Coach Mike McCarthy said he met with players Tuesday morning to highlight how little the difference is between Wisconsin and Florida in August. The Packers monitored the temperature in Jacksonville throughout training camp.

“The comparables of our summer versus the summer in Jacksonville,” McCarthy said, “we laid it out for our players today. Our nutritionist, Adam Korzin, went through a presentation, and the fact of the matter is it’s been six degrees warmer there than what we trained in the past five weeks for our training camp. So we’ve been training in an environment that’s similar to what we’re getting ready to go into, but at the same breath we have to make sure we take care of the hydration.”

It isn’t the first time McCarthy has gotten his team ready to play down south. Over the years, McCarthy said, he’s learned to better prepare his team.

The Packers designed their preseason schedule to be fresh for Week 1. While more emphasis was put on practice than their five exhibitions, the Packers also led the NFL with 13 days away from the practice and game field during the preseason.

Their opponent followed a similar approach. In Florida’s muggy heat, the Jaguars scheduled almost as many practices with no pads (seven) as they had wearing full pads (nine).

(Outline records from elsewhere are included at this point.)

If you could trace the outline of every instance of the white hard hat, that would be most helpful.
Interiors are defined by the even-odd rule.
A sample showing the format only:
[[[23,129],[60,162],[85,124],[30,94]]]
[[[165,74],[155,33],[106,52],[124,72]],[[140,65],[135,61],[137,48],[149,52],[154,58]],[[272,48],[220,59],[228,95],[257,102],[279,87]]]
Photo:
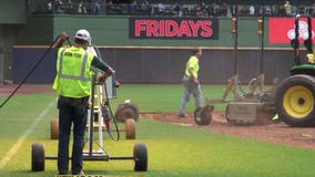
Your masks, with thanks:
[[[90,32],[85,29],[78,30],[74,38],[81,39],[81,40],[84,40],[91,43]]]

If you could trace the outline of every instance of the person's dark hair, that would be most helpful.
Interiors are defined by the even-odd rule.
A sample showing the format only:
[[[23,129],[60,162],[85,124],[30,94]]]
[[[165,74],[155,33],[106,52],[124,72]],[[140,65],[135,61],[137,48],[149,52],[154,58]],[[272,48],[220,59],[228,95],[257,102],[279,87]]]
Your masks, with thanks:
[[[200,50],[200,49],[194,48],[194,49],[193,49],[193,54],[196,54],[196,53],[199,52],[199,50]]]
[[[87,41],[74,38],[74,42],[78,43],[78,44],[84,44]]]

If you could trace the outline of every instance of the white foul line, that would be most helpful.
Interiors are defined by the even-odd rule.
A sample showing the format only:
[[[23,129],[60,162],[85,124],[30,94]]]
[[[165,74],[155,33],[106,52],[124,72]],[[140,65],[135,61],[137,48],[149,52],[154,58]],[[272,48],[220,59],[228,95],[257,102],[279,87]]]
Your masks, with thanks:
[[[18,139],[18,142],[11,147],[11,149],[4,155],[0,162],[0,169],[2,169],[8,162],[17,154],[21,145],[24,143],[26,138],[32,133],[38,123],[44,117],[47,112],[52,107],[54,102],[50,103],[48,107],[38,116],[33,124],[24,132],[24,134]]]

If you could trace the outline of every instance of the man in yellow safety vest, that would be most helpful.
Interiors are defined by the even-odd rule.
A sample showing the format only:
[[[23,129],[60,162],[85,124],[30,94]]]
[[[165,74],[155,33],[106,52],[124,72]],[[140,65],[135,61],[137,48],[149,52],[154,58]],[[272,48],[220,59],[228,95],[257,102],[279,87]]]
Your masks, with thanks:
[[[58,49],[57,75],[53,83],[53,88],[59,94],[58,170],[59,175],[68,175],[69,140],[73,124],[71,171],[72,175],[84,175],[82,153],[93,75],[91,66],[104,72],[99,77],[100,82],[104,82],[114,71],[92,52],[87,51],[91,43],[88,30],[78,30],[74,35],[74,44],[63,48],[62,44],[68,39],[68,34],[63,32],[54,44],[54,48]]]

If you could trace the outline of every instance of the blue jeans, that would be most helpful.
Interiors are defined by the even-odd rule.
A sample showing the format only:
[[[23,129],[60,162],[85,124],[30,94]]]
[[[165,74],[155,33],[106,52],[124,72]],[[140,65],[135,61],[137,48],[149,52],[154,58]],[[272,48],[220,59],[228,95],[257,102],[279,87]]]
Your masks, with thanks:
[[[59,145],[58,145],[58,170],[68,174],[69,169],[69,142],[71,125],[73,123],[72,145],[72,174],[79,174],[83,168],[84,131],[88,118],[89,96],[72,98],[59,96]]]
[[[201,92],[200,84],[194,83],[192,80],[189,80],[185,76],[183,79],[183,84],[185,86],[185,91],[184,91],[184,96],[183,96],[182,102],[181,102],[181,107],[180,107],[179,114],[185,114],[185,107],[186,107],[186,104],[190,101],[191,94],[195,98],[196,108],[202,107],[202,92]]]

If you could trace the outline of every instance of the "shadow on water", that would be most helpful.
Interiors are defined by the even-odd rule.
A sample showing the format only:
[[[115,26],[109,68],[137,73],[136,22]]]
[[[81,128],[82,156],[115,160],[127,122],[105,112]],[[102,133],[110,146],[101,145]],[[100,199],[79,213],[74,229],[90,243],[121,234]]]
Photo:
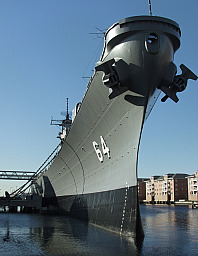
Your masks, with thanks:
[[[45,216],[31,235],[50,255],[139,255],[133,241],[63,216]]]

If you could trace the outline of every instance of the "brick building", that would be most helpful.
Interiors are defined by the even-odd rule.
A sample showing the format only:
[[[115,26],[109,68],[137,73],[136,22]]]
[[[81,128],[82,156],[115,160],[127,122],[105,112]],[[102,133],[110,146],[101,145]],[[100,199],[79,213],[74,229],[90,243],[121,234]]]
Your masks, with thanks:
[[[188,176],[188,200],[198,202],[198,171]]]
[[[146,185],[146,201],[155,203],[173,203],[188,199],[188,174],[165,174],[153,176]]]
[[[139,202],[146,200],[146,182],[148,178],[138,178],[138,199]]]

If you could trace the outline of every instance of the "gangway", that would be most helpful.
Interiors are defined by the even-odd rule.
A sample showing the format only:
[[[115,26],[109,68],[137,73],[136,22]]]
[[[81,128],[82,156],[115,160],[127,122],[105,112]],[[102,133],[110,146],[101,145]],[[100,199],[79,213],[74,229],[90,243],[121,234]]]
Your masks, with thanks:
[[[33,171],[1,171],[1,180],[30,180],[34,177],[35,172]]]

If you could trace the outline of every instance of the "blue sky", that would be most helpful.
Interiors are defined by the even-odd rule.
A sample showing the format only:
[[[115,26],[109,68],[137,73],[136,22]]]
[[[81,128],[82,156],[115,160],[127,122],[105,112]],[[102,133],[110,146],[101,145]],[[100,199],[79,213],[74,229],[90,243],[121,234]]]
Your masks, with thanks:
[[[178,73],[184,63],[198,75],[198,1],[151,2],[153,15],[181,27]],[[0,1],[0,170],[36,170],[58,144],[51,116],[62,118],[66,97],[71,110],[81,101],[82,77],[102,52],[103,39],[90,33],[148,14],[148,0]],[[140,177],[198,169],[197,97],[198,82],[190,81],[177,104],[158,100],[143,130]],[[18,185],[0,180],[0,195]]]

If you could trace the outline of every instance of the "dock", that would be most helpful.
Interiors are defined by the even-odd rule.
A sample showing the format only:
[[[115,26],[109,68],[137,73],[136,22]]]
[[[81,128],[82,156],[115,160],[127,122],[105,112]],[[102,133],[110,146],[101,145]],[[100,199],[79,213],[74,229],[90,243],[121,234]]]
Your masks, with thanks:
[[[26,199],[0,197],[0,207],[4,212],[40,212],[42,209],[42,198],[37,195],[28,196]]]

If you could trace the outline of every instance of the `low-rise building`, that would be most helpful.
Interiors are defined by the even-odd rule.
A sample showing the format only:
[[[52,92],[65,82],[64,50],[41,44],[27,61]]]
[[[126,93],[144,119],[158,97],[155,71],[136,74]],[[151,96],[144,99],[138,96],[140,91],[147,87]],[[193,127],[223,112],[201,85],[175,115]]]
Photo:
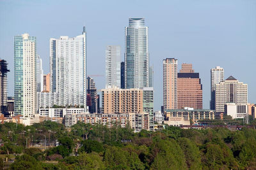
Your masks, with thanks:
[[[194,110],[185,108],[183,110],[165,110],[164,124],[168,125],[190,125],[190,120],[195,123],[198,120],[215,119],[215,112],[210,110]]]

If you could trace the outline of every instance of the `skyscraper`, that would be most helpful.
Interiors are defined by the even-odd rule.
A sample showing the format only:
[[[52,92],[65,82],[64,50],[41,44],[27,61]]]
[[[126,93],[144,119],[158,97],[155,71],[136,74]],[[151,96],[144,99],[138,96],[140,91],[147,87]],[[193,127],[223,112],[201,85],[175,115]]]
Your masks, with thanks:
[[[8,115],[7,110],[7,63],[0,59],[0,115]]]
[[[148,29],[143,18],[129,18],[125,27],[125,89],[148,87]]]
[[[50,39],[51,91],[61,106],[86,104],[86,32],[75,38]]]
[[[203,108],[203,89],[198,73],[191,64],[182,64],[177,78],[178,109],[186,107]]]
[[[220,66],[211,69],[211,101],[210,109],[215,110],[216,85],[224,80],[224,69]]]
[[[178,60],[163,60],[163,108],[177,109],[177,78]]]
[[[100,111],[98,101],[100,99],[97,94],[97,89],[93,79],[87,78],[87,106],[89,106],[89,112],[91,113]]]
[[[36,92],[44,90],[44,71],[42,59],[39,55],[36,57]]]
[[[36,40],[28,34],[14,37],[14,112],[24,118],[36,113]]]
[[[121,89],[125,89],[125,71],[124,62],[121,62]]]
[[[106,49],[106,88],[120,87],[120,46],[108,45]]]
[[[237,113],[246,113],[248,104],[247,84],[238,81],[233,76],[216,85],[216,108],[217,113],[224,113],[225,105],[233,103]]]

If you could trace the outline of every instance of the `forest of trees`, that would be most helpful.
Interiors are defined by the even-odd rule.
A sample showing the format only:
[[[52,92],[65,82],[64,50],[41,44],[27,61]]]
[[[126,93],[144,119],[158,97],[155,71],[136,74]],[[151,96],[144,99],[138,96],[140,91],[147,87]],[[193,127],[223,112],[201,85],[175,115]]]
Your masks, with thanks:
[[[129,127],[81,122],[66,129],[46,121],[26,127],[1,124],[0,139],[1,155],[16,155],[11,169],[256,169],[252,128],[167,127],[134,133]],[[48,146],[56,141],[58,146]],[[31,147],[45,144],[45,150]]]

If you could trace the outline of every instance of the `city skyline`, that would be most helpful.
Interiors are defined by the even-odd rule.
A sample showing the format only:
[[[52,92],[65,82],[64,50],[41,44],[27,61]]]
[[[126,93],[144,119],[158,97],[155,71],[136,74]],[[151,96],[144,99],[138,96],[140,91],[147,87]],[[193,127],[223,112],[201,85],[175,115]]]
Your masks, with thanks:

“We don’t want to get mentally psyched out,” said cornerback Damarious Randall, a Pensacola, Fla., native. “Because the first thing you hear of Florida, you think humid and hot. But it’s just about the same here. Just to show some of the guys, I think that’ll help to relax them a little bit.”

Two years ago, the Packers traveled to the Miami Dolphins in mid-October. Temperatures reached the mid-80s that afternoon. It was worse, Bulaga said, when the Packers returned to Florida to play the Tampa Bay Buccaneers in late December.

On the Sunday before Christmas, temperatures were unseasonably warm.

“It was like an 80-degree day,” Bulaga said. “High humidity, and we were coming out of 20 degrees here. I thought that was tough as well. It’s a good thing we’re coming out of heat here in Green Bay. It’s very humid here as well. Just go play football. That’s really what it is, you know.”